The British artist Heather Phillipson is guesting at DOUBLE FEATURE on March 18. Her favorite film "Hail the New Puritan" by Charles Atlas will be screened in the second part of the evening.
What perception actually is and how it operates are questions pursued time and again by philosophy, psychology, biology, and of course art. The key to our very personal conquest of the world is, after all, not such a simple thing. Isolated from the individual, what he or she perceives and exactly how this takes place can only be detected with difficulty if one does not want to lose oneself in descriptions of the chemical-biological processes associated with the optic nerve, the brain, and synapses.
“French Kissing—it was going to be a film about French cuisine” are the first words spoken in Heather Phillipson’s work “A is to D what E is to H” (2011–13) and throw us directly into the perceptual machinery of an individual; the sound-related similarity of the English words “French kissing” and “French cuisine” are underlaid with the corresponding motifs on the visual level. In the following nearly twelve minutes the viewer is sucked into a chain of associations—separated by chapter-like subtitles (A to H)—on the visual level that the artist weaves into a stream-of-consciousness-like collage. The off-camera voice makes its way from phrase to phrase, loses itself in articulate and shrewd formulations, muses on the sound of its own voice, and uses it to follow the images or dictate them.

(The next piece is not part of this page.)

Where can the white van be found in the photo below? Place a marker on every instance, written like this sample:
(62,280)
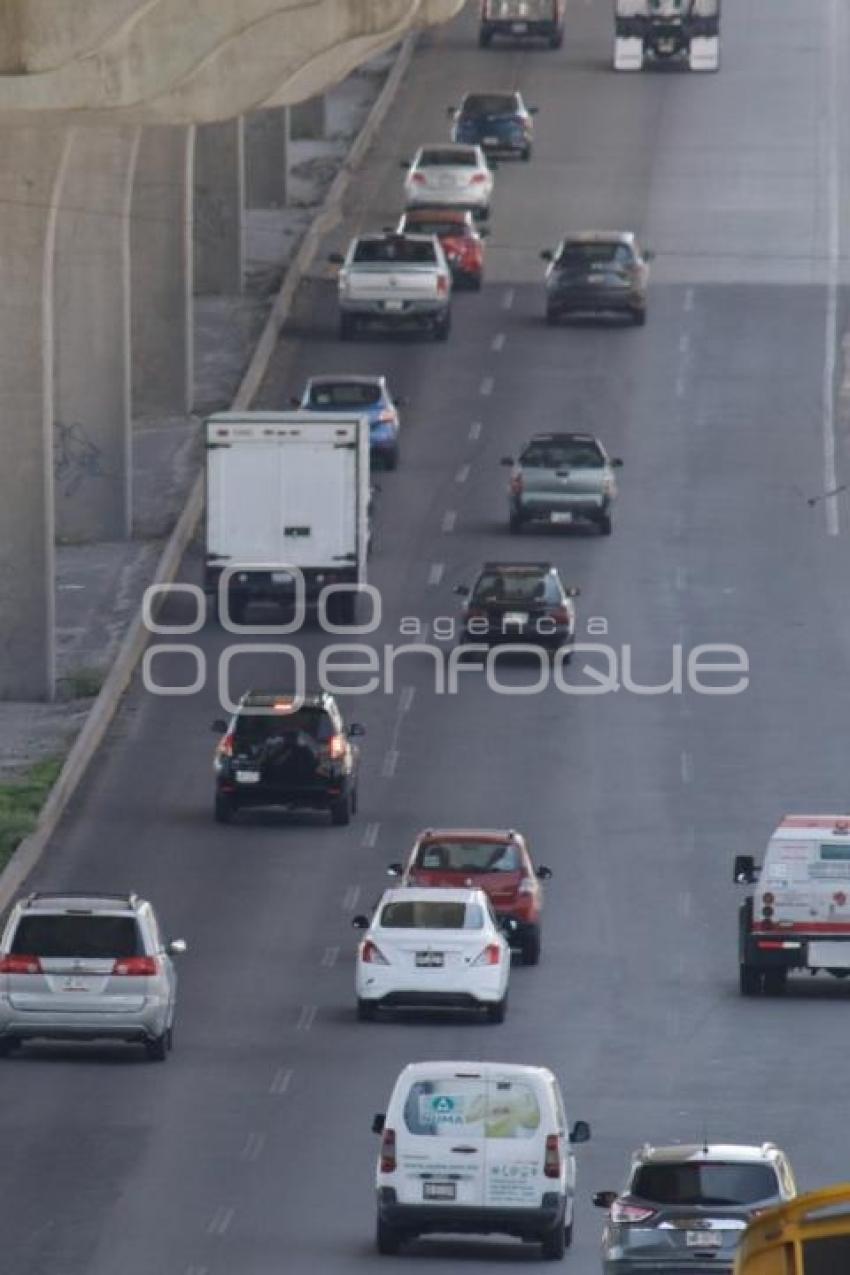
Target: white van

On the sound level this is accompanied by pieces of popular classic music by Camille Saint-Saëns and Eric Satie, French pop music, or Eurodance hits from the 1990s. For the viewer, it is not clear whether what is being said has an addressee or whether it represents a kind of inner voice that seeks to verbally communicate what it feels in a humorous as well as poetic, eloquent way.
The playful and reflective treatment of the interface between perception and language also features in other works by Heather Phillipson (*1978 in London). In 2013, for instance, for her exhibition at the Baltic Centre of Contemporary Art in Gateshead she developed an audiovisual tour guide with the title “Cardiovascular Vernacular (as in ‘it’s time for my regular cardiovascular vernacular’).” With the aid of a Smartphone, the artist used this to send visitors off on a nearly one-hour tour through town, thus allowing them to share her own perception and the associated sensations. In her multimedia installation Phillipson plastically combines moving image, sound, and object to become a physical experience: for example, one could watch her video “ha!ah!” (2013) as a passenger in a motorboat set up in the exhibition space. Language serves to connect one’s own perception with perception by others.
Heather Phillipson selected the fictionalized documentation “Hail the New Puritan” by Charles Atlas as her favorite film, which was broadcast on British television for the first time in 1986. The film shows us details of twenty-hours in the life of the Scottish dancer and choreographer Michael Clark. We see the artist and his ensemble during rehearsals for the dance performance “New Puritans,” clowning around with colleagues and friends, being interviewed by a reporter, follow him through London’s nightlife, and finally land in his residential loft cum studio.
Carried by longer dance sequences, which are for the most part accompanied by music by Mark E. Smith and his post-punk band The Fall, “Hail the New Puritan” develops an almost ecstatic pull in which the bodies of the dancers seem to become the direct expressive platform of themselves and thus leave the verbal level behind. Yet general statements about how individuals perceive, how they process the impressions they have gathered, and how they represent the world on a small scale cannot always be made. However, the attempt to invite others to participate in one’s own perception and at best make it palpable highlights the individual element of perception and in doing so connects Atlas’s film with Phillipson’s work.
From November 20, 2015, to February 7, 2016, Heather Phillipson will be showing a multimedia installation in the Rotunda developed especially for the Schirn.